I was modest. It was, I said, unnecessary to give me an award but I would be a judge. Modesty undid me. Distinguished Canadian Awards are here today, gone tomorrow. By the time I showed up in Ottawa mine had gone, never to be mentioned again.

During the contest, many things were here today, gone tomorrow. Actor Leslie Nielsen, who was getting a Distinguished Canadian Award, was supposed to be a judge until he looked at the printed programs and discovered he was a substitute for Christopher Plummer who couldn’t make it. Nielsen’s opinion of this bit of understudying was revealed in his subsequent use of a device from Los Angeles which, when squeezed, imitates the sound of that alimentary canal process known colloquially as “breaking wind.” Madame Benoit was also down in the program along with ex-ambassador Ken Taylor. Madame B. was nowhere to be seen, and Taylor decided not to be a judge but only to accept his (my) DCA. When I looked at the program I discovered that I was a last-minute substitution for Toronto fashion designer Linda Lundstrom who was edged out because Ottawa haute couturier Richard Robinson had simply screamed when he heard

there was another designer on the rostrum. I didn’t mind being a sub for the talented Miss Lundstrom, but all things considered I would have preferred to be a substitute for Madame Benoit. Or even Christopher Plummer.

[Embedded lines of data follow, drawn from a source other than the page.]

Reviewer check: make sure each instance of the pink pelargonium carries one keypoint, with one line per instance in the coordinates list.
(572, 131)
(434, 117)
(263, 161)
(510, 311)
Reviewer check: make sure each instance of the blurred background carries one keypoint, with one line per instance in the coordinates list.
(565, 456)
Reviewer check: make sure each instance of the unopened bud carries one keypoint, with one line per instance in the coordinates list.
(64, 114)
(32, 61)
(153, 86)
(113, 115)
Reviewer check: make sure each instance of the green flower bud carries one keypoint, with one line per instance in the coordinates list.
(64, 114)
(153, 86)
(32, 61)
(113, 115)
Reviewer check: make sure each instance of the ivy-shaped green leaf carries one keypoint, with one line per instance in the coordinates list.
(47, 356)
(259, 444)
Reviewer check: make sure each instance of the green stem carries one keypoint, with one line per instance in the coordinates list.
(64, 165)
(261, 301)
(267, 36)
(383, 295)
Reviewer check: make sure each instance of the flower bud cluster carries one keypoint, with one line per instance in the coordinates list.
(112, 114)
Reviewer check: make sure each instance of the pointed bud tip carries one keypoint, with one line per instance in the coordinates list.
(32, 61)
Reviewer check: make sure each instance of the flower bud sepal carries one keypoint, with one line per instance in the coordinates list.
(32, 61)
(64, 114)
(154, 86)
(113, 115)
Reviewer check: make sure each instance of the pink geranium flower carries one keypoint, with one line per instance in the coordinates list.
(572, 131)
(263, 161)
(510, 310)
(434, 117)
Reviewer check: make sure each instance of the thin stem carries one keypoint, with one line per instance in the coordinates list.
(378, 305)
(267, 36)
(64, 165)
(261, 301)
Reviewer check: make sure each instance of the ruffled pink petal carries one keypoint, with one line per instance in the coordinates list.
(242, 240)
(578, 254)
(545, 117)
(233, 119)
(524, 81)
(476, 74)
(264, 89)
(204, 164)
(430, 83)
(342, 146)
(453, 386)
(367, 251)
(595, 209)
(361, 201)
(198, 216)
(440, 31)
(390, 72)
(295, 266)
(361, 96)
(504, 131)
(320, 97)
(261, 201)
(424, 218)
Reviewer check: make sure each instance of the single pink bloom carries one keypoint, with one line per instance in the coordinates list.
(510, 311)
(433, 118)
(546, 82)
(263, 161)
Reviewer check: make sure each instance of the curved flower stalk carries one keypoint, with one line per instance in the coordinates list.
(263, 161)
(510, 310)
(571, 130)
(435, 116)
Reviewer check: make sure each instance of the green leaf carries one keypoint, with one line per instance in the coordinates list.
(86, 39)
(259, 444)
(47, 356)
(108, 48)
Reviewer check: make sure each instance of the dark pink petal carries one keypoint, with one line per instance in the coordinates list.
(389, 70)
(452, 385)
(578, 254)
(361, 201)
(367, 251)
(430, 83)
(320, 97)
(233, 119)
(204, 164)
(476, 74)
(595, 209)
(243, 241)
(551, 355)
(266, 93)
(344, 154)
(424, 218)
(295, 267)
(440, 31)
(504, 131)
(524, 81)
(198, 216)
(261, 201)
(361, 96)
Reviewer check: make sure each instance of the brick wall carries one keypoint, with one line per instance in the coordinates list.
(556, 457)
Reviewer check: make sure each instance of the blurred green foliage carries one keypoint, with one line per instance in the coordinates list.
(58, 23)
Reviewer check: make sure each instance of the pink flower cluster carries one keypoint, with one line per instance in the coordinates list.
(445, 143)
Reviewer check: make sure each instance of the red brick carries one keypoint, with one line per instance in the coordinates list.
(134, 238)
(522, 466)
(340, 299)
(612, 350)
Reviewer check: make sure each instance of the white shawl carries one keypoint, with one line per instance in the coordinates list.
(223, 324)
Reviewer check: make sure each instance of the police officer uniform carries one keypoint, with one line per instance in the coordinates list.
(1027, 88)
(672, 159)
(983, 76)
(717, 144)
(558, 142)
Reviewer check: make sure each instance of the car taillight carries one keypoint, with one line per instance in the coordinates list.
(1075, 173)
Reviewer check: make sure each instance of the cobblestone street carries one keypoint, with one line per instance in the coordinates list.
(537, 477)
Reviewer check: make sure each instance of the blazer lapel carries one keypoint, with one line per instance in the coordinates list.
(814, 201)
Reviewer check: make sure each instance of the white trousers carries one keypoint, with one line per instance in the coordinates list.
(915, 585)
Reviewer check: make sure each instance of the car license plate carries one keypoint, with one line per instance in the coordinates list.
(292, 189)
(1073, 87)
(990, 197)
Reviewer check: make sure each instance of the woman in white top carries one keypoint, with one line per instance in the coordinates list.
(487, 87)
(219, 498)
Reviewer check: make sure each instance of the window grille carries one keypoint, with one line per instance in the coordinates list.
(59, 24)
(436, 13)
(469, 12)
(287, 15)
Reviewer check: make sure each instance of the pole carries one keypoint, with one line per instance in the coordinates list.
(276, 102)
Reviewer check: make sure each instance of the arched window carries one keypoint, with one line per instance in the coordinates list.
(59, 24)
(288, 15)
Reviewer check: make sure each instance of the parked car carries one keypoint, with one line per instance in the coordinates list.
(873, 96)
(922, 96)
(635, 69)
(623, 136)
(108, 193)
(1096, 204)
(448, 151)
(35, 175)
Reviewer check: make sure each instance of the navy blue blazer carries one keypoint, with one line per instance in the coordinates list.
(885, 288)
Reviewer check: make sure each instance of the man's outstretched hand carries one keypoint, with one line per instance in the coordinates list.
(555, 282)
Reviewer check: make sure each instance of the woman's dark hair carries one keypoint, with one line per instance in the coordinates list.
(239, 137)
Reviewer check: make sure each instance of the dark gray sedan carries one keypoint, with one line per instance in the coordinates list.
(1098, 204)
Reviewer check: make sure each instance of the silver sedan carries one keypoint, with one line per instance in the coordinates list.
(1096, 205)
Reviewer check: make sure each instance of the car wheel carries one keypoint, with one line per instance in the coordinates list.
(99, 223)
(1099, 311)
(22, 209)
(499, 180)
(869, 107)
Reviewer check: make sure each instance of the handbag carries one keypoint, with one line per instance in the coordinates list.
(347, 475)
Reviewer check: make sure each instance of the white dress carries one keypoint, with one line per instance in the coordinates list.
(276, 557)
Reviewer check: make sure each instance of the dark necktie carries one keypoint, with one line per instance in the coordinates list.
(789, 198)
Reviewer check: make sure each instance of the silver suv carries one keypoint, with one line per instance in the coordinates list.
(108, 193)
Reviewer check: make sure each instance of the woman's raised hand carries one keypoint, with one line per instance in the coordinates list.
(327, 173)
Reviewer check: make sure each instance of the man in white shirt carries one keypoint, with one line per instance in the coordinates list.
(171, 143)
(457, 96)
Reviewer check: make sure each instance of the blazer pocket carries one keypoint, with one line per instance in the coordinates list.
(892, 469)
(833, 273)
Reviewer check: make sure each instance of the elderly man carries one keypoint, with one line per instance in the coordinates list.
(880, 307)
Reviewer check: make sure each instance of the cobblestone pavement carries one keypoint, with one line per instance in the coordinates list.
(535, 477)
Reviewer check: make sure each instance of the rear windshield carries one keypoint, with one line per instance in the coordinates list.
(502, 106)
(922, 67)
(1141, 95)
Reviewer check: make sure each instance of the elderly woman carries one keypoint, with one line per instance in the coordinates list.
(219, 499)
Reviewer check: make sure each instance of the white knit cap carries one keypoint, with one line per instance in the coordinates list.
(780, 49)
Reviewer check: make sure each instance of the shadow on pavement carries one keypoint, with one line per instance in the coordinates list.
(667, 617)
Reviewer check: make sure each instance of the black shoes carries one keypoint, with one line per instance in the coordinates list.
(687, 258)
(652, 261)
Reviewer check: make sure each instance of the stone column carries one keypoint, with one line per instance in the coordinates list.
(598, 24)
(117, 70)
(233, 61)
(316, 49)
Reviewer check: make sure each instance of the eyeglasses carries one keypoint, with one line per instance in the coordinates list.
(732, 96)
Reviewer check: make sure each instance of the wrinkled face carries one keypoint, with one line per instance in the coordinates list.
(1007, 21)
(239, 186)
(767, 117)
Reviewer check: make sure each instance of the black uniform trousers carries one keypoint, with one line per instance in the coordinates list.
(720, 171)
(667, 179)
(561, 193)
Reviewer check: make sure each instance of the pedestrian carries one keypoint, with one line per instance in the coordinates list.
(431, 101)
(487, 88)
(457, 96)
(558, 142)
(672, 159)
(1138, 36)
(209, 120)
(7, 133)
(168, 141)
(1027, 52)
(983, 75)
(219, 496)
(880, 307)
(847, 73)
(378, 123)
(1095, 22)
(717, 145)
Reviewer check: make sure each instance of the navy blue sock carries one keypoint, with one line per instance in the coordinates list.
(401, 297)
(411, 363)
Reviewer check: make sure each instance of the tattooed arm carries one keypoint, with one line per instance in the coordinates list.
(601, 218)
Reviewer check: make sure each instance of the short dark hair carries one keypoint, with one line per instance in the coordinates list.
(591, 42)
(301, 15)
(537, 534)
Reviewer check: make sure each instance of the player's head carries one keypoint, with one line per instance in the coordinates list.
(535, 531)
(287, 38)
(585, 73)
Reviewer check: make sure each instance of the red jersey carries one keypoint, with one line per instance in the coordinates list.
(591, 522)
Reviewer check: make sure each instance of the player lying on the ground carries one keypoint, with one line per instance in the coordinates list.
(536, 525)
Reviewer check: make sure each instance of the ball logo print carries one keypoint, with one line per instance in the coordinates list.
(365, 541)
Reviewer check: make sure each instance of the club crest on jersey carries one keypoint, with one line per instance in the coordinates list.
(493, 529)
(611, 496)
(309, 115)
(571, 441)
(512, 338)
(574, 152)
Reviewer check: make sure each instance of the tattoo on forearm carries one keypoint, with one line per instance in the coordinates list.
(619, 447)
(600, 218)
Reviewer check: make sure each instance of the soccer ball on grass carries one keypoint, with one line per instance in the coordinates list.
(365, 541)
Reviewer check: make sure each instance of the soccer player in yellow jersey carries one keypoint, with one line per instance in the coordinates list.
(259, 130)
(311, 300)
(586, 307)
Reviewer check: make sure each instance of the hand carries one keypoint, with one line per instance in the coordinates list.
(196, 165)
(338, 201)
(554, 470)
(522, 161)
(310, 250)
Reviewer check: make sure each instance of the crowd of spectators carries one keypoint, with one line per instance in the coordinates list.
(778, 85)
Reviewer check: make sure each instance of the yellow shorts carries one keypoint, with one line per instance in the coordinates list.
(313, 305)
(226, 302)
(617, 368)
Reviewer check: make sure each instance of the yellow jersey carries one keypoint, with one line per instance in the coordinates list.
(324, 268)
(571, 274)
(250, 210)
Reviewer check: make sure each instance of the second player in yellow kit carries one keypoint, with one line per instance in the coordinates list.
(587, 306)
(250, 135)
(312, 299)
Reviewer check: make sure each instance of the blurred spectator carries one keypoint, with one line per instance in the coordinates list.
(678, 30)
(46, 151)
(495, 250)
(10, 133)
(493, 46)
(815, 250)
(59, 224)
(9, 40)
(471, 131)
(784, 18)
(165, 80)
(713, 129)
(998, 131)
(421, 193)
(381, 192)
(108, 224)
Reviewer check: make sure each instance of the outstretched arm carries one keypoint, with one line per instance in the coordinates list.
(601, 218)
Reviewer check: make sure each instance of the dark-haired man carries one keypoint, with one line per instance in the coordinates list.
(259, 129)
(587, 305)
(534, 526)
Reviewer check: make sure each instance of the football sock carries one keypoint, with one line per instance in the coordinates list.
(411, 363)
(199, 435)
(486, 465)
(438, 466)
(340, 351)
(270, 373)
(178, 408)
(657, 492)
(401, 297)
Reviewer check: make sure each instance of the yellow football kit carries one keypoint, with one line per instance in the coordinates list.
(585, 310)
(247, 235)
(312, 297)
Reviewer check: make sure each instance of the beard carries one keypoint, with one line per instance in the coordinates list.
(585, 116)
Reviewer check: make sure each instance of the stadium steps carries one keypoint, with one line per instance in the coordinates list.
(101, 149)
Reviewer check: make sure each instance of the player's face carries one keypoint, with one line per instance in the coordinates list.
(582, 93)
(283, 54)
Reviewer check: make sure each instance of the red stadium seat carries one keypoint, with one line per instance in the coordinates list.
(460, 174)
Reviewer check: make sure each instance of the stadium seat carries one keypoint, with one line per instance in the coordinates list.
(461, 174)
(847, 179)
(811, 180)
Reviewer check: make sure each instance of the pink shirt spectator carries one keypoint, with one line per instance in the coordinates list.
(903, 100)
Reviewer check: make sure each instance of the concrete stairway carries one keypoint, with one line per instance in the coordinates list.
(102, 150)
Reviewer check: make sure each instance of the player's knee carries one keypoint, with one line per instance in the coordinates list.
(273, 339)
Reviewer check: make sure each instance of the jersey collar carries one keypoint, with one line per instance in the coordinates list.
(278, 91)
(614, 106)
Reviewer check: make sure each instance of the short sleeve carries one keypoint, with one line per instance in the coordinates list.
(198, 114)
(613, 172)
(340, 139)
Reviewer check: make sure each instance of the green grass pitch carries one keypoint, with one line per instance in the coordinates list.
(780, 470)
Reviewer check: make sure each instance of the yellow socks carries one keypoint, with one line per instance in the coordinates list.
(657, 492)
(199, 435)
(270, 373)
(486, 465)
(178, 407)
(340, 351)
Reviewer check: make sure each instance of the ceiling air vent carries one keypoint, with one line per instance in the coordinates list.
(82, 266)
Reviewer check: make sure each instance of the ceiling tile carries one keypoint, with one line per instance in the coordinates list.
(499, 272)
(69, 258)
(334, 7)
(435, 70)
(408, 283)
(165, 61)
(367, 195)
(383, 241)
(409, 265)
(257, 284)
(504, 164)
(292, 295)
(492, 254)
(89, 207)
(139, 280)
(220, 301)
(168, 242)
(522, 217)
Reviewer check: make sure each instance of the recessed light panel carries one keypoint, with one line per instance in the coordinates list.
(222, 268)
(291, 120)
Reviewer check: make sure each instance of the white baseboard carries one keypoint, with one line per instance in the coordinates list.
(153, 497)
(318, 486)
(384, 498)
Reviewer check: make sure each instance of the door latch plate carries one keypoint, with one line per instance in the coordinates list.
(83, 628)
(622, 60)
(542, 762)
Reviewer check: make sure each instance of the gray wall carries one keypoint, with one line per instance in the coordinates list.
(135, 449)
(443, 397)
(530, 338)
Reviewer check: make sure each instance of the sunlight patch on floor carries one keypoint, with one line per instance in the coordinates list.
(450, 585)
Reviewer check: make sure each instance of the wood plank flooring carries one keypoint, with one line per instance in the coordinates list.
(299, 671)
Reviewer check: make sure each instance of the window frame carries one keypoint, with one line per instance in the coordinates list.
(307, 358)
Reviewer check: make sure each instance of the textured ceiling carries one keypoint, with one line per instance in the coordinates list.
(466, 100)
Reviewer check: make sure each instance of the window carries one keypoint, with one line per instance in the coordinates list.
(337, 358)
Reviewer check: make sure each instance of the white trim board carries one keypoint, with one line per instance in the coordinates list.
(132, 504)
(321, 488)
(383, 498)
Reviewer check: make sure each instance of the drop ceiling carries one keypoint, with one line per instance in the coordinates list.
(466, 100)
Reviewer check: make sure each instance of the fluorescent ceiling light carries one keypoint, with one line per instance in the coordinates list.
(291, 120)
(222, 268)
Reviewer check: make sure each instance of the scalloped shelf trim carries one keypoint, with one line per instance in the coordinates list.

At the judges’ briefing we were told not to concentrate on beauty. True, there was a bathing suit competition, but we should restrain ourselves from judging on “generosity of figure” and look instead for “intelligence and warmth.” This struck fellow judge and

pentathlon whiz (and Distinguished Canadian) Diane Jones Konihowski as plain foolish. Jones was most concerned by the shortage of bosoms among our nubile contestants. “We can’t send someone who is flat to represent Canada,” she said, horror-stricken. On the other hand, she could not vote for one amply endowed contestant. “Gravity problems,” she explained. I understood her to mean the problem of balancing while walking or pole-vaulting.

Beauty having been dismissed, the organizers urged the judges to consider the “communicative abilities” of contestants. The most beautiful girl in the contest came a cropper in her interview which was a Rorschach of all the ills encountered when communicative abilities are emphasized among beauty contestants. Certain themes emerged. “What would you do to improve Canada?” was a popular question. “Make swimming pools accessible to the handicapped,” was a consensus opinion. Put in Hollywood terms, the handicapped

“have legs.” “How would you describe Canadians to the world?” we asked her. She struggled: “I would describe Canadians to the world in that beauty is not just how you look but how you feel inside, and helping others like the handicapped is something that I feel really deeply about because Canadians are friendly and warm and the weather is not too hot or cold here but just really nice. Thank you very much.”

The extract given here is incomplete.